To the best of our knowledge, the only model that parameterizes the whole Archimedean copula (AC) by the realized variance-covariance matrix is in
Fengler and Okhrin (
2016), who introduced the realized copula parameter. The authors suggested capturing time-varying dependence by using high-frequency intraday data to estimate the parameter of an AC daily. It has been demonstrated empirically that the realized copula model outperforms the list of benchmark models in one-day-ahead out-of-sample VaR prediction. The realized copula model of
Fengler and Okhrin (
2016) has, however, several limitations. First, their realized copula is driven by one single parameter, which limits the flexibility of the model. Second, the estimation procedure is performed by applying a method of moments kind of estimator, which suffers from the curse of dimensionality.
We propose to extend the work of
Fengler and Okhrin (
2016) by introducing the realized hierarchical Archimedean copula (rHAC), which allows more flexibility and is applicable to managing high-dimensional portfolios. We adapt the estimation procedures described in
Segers and Uyttendaele (
2014) and
Górecki et al. (
2016a) to high-frequency data, which allows estimating the structure and the parameters of a copula based only on a realized covariance matrix. As a result, the estimate does not suffer from microstructure noise or jumps. Moreover, it can be applied to high-dimensional portfolios since the computationally expensive optimization procedure proposed in
Fengler and Okhrin (
2016) is reduced to a set of simple tasks. This result is of particular importance in many financial applications, especially in risk management.
This paper is structured as follows.
Section 2 contains a literature review of the theory of the copula and introduces the concept of a realized copula. An estimator of the structure and the parameters of an rHAC is presented in
Section 3. Simulation studies and a comparison with the benchmark models are provided in
Section 4.
Section 5 discusses the construction of the rHAC, and gives a short summary of competing models.

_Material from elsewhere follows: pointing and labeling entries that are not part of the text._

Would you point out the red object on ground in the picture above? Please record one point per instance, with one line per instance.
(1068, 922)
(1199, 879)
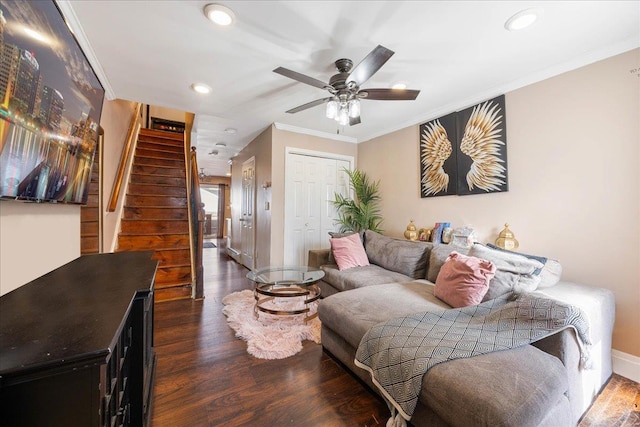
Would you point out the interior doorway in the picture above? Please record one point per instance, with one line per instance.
(213, 197)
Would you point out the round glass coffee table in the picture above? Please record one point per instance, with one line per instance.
(285, 283)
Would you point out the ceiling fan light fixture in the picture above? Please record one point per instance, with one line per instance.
(332, 110)
(219, 14)
(201, 88)
(523, 19)
(354, 108)
(343, 116)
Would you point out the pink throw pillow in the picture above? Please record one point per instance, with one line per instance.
(464, 280)
(348, 251)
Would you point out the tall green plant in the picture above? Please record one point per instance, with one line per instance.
(361, 213)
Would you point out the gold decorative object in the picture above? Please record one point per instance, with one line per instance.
(506, 239)
(424, 234)
(411, 233)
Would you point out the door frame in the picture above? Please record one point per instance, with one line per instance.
(287, 165)
(252, 198)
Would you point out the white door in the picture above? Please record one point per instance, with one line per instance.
(247, 218)
(310, 186)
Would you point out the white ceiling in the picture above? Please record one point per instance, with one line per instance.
(457, 53)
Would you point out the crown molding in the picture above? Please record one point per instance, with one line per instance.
(305, 131)
(73, 23)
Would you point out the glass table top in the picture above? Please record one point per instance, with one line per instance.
(300, 275)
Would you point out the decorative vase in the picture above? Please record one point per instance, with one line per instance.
(411, 233)
(506, 239)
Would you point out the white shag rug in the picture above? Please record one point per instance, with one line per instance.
(270, 336)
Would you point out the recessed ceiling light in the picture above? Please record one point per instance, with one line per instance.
(523, 19)
(219, 14)
(201, 88)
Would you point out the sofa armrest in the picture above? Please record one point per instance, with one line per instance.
(318, 257)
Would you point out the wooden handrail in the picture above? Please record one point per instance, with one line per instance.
(198, 215)
(127, 151)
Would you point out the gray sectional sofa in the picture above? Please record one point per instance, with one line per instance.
(539, 384)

Section 6 describes an application of the proposed models to one-day-ahead VaR prediction for a multidimensional portfolio. Finally, we summarize the main contribution of the paper.
2. The Concept of the Realized Copula
The concept of the copula was introduced to the statistical literature by
Sklar (
1959) and further popularized in the world of finance by
Embrechts et al. (
1999) in the context of risk management. Sklar’s theorem, see
Sklar (
1959), states that a
d-dimensional distribution function
with marginals
can be represented as
where
is a
d-dimensional copula. In addition, it states that the continuity of the marginal distributions
ensures the uniqueness of the copula.
Having a huge number of classes of bivariate copulae, see
Nelsen (
2007), there is still a lack of multivariate ones. The most popular classes of multivariate copulae currently are elliptical, factor, pair-copula constructions, and HAC. The first class is often used in practice due to its simplicity and intuitive interpretation. However, elliptical copulae are not able to capture the stylized facts observed in financial data. The factor approach overcomes this limitation and has attracted attention in the copula literature over the last decade, see, for example,
Andersen and Sidenius (
2004),
Van der Voort (
2007),
Krupskii and Joe (
2013),
Oh and Patton (
2017). The limitation of the factor copula models is that the likelihood function is often not known in closed form, which complicates the estimation of the parameters. Pair-copula constructions are discussed in more detail by
Joe (
1996),
Bedford and Cooke (
2001),
Czado (
2010), and
Kurowicka (
2011), and are increasing in popularity. Another popular copula class is AC, which contains, among others, the Clayton, Gumbel and Frank copulae. The AC parametrized by the parameter
is defined as
,
with
being non-decreasing and convex on
for
, where
.
,
and the pseudo inverse is defined as
for
and 0 otherwise. The generators and the densities of some AC are given in
Appendix A.
Due to the lack of flexibility of AC, caused by the fact that the whole copula is driven by just one parameter
, generalizations such as nested copulae have been introduced. This paper employs a flexible multivariate copula family, HAC, a special case of which may be defined recursively in the following way:
where
is the parameter vector of the HAC and
s is the structure of the HAC. As is evident from (
2), the current study assumes that all generators of the HAC belong to the same parametric family and each of them depends on one single parameter. For simplicity, we compress the notation of (
2) and denote the
d-dimensional HAC with
k generators which is parametrized by the structure
s and the parameter vector
as
. The structure
s is the merging ordering
, where
,
is a reordering of the indices of the variables
,
. The structure of a
d-dimensional HAC
s can be seen as a tree with
non-leaf nodes that correspond to the generators and
d leaves representing the variables
. The leaves correspond to the lowest level of the tree. The root corresponding to the variable
is assumed to be the highest level of the tree. The nodes, which are not the leaves are called internal nodes, each corresponds to the generator. A node which is directly connected to another node when moving away from the root is called the child node. A node which is directly connected to another node when moving from the leaves to the root is called the parent node. Descendants are the children nodes of the node, children of these children, etc. The set of ancestors includes the parent node of the node, parents of the parents, etc. The structure of the HAC is called binary if it corresponds to the binary tree, i.e., if each internal node has exactly two children. Further on, we denote the nodes associated with the generators by
, where
is the set of leaves (variables) that are descendant nodes of the node
,
. Assuming this notation, the node
is an ancestor of the node
(the leave associated with the variable
) if
(
),
,
. Another concept that will be used later on is the concept of the lowest common ancestor (lca). The lca of the nodes
(the leave
) and
(the leave
) is the node
that is the lowest node satisfying
(
) and
(
),
,
.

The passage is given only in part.